Decine di persone si sono messe in coda in mattinata per poter poter partecipare al processo. La stessa scena era stata registrata all'esterno del Palazzo di Giustizia in occasione della prima udienza, sotto la pioggia, lo scorso 1 marzo.  Tra la gente in coda tante persone – giovani compresi – che hanno detto di voler assistere all'udienza per curiosità. Giuseppe e Pietro Castagna, fratelli e familiari di tre delle quattro vittime della strage di Erba, hanno deciso di non partecipare. «Per loro essere qui sarebbe motivo di dolore. La verità è già scritta e speriamo che presto sia confermata e che non si debba più parlare di questa strage, ma si ricordino le vittime» sono le parole pronunciate, prima di entrare in aula, dall’avvocato Massimo Campa che tutela gli interessi dei fratelli Castagna.

 

Il processo

Gli avvocati illustrano quelle che definiscono "nuove prove" che, secondo loro, potrebbero comportare il proscioglimento dei coniugi che nei giorni successivi all'eccidio in cui furono uccise quattro persone (tra cui un bambino di due anni) confessarono di essere gli autori della strage. Confessioni che per la difesa furono indotte in quanto Romano e Bazzi, vicino di casa delle vittime, non erano in condizioni mentali da sostenere un interrogatorio come stabilito da consulenti della difesa negli elaborati allegati all'istanza di revisione. 

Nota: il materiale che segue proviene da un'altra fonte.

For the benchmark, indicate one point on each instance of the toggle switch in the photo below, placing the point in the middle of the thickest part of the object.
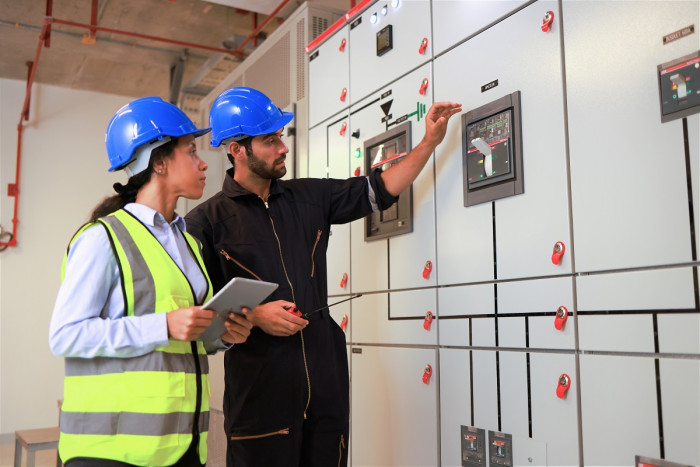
(428, 319)
(427, 373)
(679, 81)
(485, 149)
(423, 46)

Non solo, secondo la difesa dei due imputati, la testimonianza di Mario Frigerio, unico sopravvissuto alla strage di Erba, è «una prova sospetta, non nitida» perché dal letto di ospedale di Como «indica un soggetto non noto, fa stilare all’ufficio di procura un identikit che raffigura un soggetto completamente diverso» dal vicino di casa Olindo Romano.

«L'intossicazione da monossido di carbonio», gli assassini appiccarono il fuoco nell’appartamento di Raffaella Castagna per cancellare le tracce della strage, «hanno determinato – secondo un pool difensivo di esperti – il decadimento di funzioni cognitive importanti, come alterazioni della memoria, della capacità di ricordare e della capacità di orientamento».

 

Il testimone

I legali vorrebbero anche sentire un tunisino il quale ipotizza che il massacro sia accaduto nell'ambito di un regolamento di conti nello spaccio di droga. Sulla stessa linea la richiesta di revisione presentata dal sostituto pg di Milano Cuno Tarfusser «in modo irrituale e senza averne titolo» come sostenuto dal pg di Brescia Guido Rispoli e dall'avvocato dello Stato Domenico Chiaro secondo i quali, invece, a carico della coppia esiste «una cascata di prove».

 

Le parole di Azouz Marzouk

«Conduco questa battaglia per tutti. Ho letto le carte, ho visto il percorso di questi anni che confermano che qualcosa non va. Sono tantissime le cose che non tornano». Lo afferma Azouz Marzouk, marito e padre di due delle quattro vittime della strage di Erba, varcando l’ingresso del tribunale di Brescia.

 

L'accusa

L'accusa ha chiesto siano dichiarate inammissibili tutte le istanze compresa quella del tutore di Olindo e Rosa, l'avvocato Diego Soddu. In aula, la scorsa udienza, oltre ai coniugi, che hanno chiesto di non essere ripresi, c'era anche Azouz Marzouk. L'uomo sostiene che i coniugi Romano siano innocenti e che si debba indagare altrove. Per le modalità con cui furono uccise le vittime, a colpi di spranga e a coltellate, il tunisino aveva parlato di «killer», di «gente che sa uccidere».